Assessment: ~12-14 of 20 one-shot phase tests are cruft. The ones marked "Maybe" are regression guards for features that could still break; the "No" ones are verifying completed phases that won't regress unless someone reverts the feature.

2.4 Potentially redundant test clusters

Cluster	Files	Issue
History	`test_history.py`, `test_history_management.py`, `test_history_manager.py`, `test_history_message.py`, `test_orchestrator_pm_history.py`	5 files for history; likely overlapping coverage
Theme	`test_theme.py`, `test_theme_2_no_top_level_nerv.py`, `test_theme_models.py`, `test_theme_nerv.py`, `test_theme_nerv_alert.py`, `test_theme_nerv_fx.py`	6 files for theme; some are import-tests, some are functional
Markdown table	`test_markdown_table.py`, `test_markdown_table_columns.py`, `test_markdown_table_render.py`, `test_markdown_table_wrapped.py`, `test_markdown_helper_no_top_level_table.py`	5 files for markdown tables; likely overlapping
Audit scripts	10 `test_audit_*.py` files	Each tests a different audit script; not redundant, but heavy for "test the tests"

2.5 Import-only tests (structural but low value)

10+ test_*_no_top_level_*.py files test that specific modules don't import heavy dependencies at module level.
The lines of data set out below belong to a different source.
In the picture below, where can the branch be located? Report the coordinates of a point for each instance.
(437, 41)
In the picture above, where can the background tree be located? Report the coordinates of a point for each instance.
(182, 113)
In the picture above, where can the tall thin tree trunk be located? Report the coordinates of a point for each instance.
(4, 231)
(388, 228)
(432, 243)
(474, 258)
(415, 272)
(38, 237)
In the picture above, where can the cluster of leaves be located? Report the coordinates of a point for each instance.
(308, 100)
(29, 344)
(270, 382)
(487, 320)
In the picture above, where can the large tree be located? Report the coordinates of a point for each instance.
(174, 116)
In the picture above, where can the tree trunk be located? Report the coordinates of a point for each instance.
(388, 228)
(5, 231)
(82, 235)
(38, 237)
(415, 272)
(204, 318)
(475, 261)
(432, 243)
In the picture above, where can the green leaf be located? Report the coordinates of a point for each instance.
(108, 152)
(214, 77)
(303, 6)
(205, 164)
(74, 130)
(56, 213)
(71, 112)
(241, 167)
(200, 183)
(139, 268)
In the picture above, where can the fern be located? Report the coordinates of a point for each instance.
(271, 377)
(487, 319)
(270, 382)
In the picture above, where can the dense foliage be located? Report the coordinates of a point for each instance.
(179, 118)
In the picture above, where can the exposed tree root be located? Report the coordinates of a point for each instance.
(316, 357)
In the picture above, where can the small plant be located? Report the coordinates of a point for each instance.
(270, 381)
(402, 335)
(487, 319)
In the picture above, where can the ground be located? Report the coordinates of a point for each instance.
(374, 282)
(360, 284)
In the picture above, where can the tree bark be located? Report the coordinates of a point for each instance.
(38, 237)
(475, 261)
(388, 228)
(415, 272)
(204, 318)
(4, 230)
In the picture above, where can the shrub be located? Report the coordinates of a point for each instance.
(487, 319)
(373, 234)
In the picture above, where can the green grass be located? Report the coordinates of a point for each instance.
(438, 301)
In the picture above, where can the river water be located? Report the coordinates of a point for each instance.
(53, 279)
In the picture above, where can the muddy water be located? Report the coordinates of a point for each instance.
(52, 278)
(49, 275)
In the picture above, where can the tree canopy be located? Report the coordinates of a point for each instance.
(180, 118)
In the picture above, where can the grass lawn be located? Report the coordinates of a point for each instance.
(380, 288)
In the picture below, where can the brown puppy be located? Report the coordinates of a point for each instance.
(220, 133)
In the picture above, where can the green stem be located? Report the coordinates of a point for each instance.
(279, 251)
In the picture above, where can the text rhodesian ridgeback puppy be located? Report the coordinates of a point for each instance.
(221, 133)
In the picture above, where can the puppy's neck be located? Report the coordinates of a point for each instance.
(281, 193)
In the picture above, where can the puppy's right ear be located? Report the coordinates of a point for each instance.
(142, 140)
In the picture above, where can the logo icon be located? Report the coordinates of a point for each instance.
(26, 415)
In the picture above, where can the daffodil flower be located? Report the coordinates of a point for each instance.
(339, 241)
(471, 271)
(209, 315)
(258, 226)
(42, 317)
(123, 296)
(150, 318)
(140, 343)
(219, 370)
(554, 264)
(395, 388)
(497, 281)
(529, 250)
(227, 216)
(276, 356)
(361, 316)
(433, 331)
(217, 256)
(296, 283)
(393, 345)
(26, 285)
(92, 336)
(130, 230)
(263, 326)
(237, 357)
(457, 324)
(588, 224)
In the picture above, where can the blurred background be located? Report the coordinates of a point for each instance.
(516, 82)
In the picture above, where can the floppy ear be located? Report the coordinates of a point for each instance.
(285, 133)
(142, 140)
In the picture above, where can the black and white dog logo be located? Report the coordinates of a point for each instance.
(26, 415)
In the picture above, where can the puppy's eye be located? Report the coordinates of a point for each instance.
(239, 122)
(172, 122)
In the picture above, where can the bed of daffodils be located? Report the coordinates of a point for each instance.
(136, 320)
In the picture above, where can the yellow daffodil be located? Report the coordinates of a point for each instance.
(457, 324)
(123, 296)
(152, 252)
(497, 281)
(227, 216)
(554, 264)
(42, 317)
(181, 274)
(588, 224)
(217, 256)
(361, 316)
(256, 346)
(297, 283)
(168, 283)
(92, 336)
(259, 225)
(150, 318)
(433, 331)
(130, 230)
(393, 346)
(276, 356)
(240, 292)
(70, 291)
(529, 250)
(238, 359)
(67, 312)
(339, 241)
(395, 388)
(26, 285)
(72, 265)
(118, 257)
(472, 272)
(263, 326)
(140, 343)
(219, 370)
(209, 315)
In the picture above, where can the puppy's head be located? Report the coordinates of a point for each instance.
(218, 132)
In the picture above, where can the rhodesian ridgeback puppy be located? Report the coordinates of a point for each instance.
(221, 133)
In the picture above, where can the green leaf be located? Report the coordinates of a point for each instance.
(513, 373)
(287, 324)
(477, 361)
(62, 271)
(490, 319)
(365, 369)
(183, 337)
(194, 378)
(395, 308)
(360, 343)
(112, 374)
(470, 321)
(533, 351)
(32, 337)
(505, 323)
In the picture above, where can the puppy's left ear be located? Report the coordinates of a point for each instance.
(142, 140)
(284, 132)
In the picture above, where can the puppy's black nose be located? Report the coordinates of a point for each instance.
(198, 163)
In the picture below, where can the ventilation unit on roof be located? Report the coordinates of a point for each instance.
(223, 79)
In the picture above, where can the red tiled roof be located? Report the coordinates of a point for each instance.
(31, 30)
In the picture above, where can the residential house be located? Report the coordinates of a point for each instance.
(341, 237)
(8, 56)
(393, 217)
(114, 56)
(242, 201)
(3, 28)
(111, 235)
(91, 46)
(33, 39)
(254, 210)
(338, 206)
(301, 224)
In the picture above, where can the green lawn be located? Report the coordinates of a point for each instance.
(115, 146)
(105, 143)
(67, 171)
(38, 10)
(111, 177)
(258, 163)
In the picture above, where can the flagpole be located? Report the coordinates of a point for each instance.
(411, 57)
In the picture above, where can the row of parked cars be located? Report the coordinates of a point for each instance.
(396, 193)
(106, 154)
These were critical during the startup_speedup campaign but are now regression guards. They're cheap to run (unit tier) but add to the 245-file core batch.

3. Test Engine Upgrade Opportunities

3.1 Tests that would benefit from the ImGui Test Engine (high-value upgrades)

These are tests where the current Hook API cannot express the interaction being tested, or where time.sleep makes them fragile. The test engine's ctx.dock_into, ctx.window_focus, ctx.window_resize, ctx.item_click, ctx.capture_screenshot_window would replace the current Puppeteer-style approach.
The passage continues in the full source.